Geni Guimarães e Conceição Evaristo: um cuidado ao ler em público

Certos livros não devem ser lidos em público, sob pena de passarmos por pessoas desequilibradas.  Sob pena de virem nos dar os pêsames pela vida que, terna, imita a  arte e nos machuca.

por Maria Nilda de Carvalho Mota para o Portal Geledés

Fotos: Geni Guimares – UFMG – Conceição Evaristo – Facebook (arquivo pessoal)

Leite do peito, de Geni Guimarães, e Insubmissas lágrimas de mulheres,  de Conceição Evaristo, são exemplos plenos dessa capacidade da arte de mimetizar a vida e fazê-la doer com tanta força que desconcerta até as mais duras pedras psicopáticas. Eu acredito…

Certa vez estávamos Mariana* e eu (duas Herdeiras de Nzinga) num trabalho frenético,  lendo histórias rudes, sem sal, sem mel, sem suspiros…  daí eu disse: tó, Mari… pra descansar da solidão.  E lhe entreguei Leite do peito.

Ela começou a ler, sozinha no seu canto de trabalho.

Cinco minutos.

Levantou. Saiu. Voltou meia hora depois.

Tinha ido chorar no banheiro.

Hoje, depois de anos esperando pra ler Insubmissas lágrimas de mulheres, de Conceição Evaristo – pois ela havia me prometido um exemplar,  em troca do meu  Gado cortado em milprantos -, na sala de espera de um pronto socorro,  saquei da bolsa o dito cujo.

Eu estava lá de acompanhante da minha mãe. Ela ia fazer cirurgia de catarata. Aos quase 72 anos já não via tão bem as coisas.

Então,  sentada na cadeira de plástico, ao lado da mulher que  mais me contou histórias na vida, fui conhecer algumas outras “Insubmissas”.

Comecei por Aramides, mas um incômodo no tórax rapidinho me fez levantar, baixar os óculos escuros e abrir o celular procurando um unguento qualquer.

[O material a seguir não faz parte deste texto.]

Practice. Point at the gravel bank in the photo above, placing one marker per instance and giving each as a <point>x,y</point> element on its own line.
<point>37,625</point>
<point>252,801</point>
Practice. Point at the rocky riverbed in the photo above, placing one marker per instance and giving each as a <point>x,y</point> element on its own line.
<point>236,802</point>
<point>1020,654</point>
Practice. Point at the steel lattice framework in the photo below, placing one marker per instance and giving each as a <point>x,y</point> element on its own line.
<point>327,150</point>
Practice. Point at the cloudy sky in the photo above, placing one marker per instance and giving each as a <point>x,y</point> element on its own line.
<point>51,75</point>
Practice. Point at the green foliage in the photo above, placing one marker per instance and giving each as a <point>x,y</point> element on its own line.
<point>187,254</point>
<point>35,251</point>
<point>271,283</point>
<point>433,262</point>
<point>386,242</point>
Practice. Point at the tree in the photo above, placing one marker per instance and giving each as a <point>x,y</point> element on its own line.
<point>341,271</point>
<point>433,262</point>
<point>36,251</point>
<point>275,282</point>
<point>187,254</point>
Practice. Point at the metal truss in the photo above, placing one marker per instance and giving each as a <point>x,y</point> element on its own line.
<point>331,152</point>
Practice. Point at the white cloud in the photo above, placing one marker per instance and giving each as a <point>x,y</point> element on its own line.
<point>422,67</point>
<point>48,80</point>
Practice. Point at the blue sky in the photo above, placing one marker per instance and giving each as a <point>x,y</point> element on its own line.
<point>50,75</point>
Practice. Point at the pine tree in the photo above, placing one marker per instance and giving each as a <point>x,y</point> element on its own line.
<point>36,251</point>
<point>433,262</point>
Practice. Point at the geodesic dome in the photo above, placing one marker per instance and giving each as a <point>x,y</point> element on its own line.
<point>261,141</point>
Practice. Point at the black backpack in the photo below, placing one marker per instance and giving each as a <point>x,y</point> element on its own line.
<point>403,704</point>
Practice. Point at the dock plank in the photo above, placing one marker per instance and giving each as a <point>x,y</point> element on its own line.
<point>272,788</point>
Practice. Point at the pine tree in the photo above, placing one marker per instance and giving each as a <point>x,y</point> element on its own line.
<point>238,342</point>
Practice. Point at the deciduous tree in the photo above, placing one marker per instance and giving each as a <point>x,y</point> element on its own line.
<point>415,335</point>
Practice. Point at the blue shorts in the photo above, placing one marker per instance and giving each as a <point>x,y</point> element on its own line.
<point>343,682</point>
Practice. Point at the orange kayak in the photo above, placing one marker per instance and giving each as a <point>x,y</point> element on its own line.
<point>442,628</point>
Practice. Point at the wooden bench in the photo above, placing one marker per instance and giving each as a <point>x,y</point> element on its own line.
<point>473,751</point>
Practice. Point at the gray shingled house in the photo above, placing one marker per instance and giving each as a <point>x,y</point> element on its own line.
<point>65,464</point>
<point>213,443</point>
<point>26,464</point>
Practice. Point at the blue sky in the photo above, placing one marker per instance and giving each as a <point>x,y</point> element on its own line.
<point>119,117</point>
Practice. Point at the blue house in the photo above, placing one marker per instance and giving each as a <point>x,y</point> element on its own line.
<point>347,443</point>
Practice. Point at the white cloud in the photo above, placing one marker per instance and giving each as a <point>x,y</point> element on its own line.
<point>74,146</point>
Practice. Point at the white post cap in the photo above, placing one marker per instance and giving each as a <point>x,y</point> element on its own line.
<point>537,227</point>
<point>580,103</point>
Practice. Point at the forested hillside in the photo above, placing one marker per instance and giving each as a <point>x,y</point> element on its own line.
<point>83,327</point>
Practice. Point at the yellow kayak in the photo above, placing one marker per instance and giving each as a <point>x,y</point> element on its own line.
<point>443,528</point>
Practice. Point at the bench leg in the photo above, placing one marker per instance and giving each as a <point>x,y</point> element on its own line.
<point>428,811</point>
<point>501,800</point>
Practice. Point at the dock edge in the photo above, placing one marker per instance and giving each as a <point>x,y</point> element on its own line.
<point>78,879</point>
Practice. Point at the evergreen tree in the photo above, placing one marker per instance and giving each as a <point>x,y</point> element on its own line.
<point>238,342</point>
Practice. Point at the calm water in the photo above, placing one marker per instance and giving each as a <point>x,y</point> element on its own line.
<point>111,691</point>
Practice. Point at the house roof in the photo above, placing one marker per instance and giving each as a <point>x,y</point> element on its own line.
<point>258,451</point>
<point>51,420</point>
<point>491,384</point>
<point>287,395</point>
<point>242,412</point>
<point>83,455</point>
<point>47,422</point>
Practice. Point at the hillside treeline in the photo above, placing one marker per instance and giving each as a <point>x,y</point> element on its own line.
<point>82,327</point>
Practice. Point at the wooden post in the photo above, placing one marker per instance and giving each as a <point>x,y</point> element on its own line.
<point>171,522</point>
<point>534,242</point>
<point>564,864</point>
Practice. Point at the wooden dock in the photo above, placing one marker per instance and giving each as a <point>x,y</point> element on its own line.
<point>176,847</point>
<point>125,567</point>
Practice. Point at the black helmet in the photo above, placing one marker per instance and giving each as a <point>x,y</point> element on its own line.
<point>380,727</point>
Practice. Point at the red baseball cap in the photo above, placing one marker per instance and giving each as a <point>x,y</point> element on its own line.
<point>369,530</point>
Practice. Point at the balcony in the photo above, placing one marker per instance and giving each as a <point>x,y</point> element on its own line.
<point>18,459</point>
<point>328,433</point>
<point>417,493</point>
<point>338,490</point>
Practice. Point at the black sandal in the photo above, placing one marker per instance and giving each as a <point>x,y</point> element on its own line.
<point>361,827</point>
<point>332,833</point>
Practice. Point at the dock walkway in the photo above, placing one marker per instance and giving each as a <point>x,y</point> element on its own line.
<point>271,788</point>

Mas a negritude da sala de triste espera em pouco tempo me fizeram querer voltar à ficção.  Então conheci Soledad e sua determinação incrível, sua fúria, sua autoridade sobre si, sobre a vida e sobre todes que lhe quiseram tolher a existência.

Soledad era golpe lírico demais pra mim. Chorei em público,  com medo de me perguntarem se a minha mãe,  tadinha, tinha  morrido durante a cirurgia.

Óculos escuros.  Livro guardado. Pessoas me inquirindo discretamente.

Voltei então pra conhecer Shirley Paixão.  Outra vez, no meio da narrativa,  tive que fechar o livro.

Era um conto caro demais para ser lido em público.

Geni Guimarães  também  tem esse poder. O poder de tocar tão fundo em nossos sonhos, nossos medos, nossa ancestral agonia racializada, nossas dores de classe e texturas de meninas, que traz perigo lê-la na rua.

Como Insubmissas lágrimas de mulheres, Leite do peito derrama sobre nós tanta angústia,  tanta ternura, esperanças, expectativas de vida e mortes corriqueiras,  que nos tornamos um pouco, ao lê-los, parte desses seios fartos que na literatura faz jorrar a vida .  Ao lê-las cresce em nós a fúria terna das lutas carregadas por nós  mulheres negras – as pálidas e as retintas. Estas, sobretudo.

Cresce em nós a força convenientemente oculta sob os véus da macheza medrosa, vai formando um engulho, transborda em lágrimas e,  por fim, nos obriga à multiplicação dos mundos que a nossa literatura negra e feminina tão magicamente prolifera.

Definitivamente, esses não são  livros para serem lidos em público.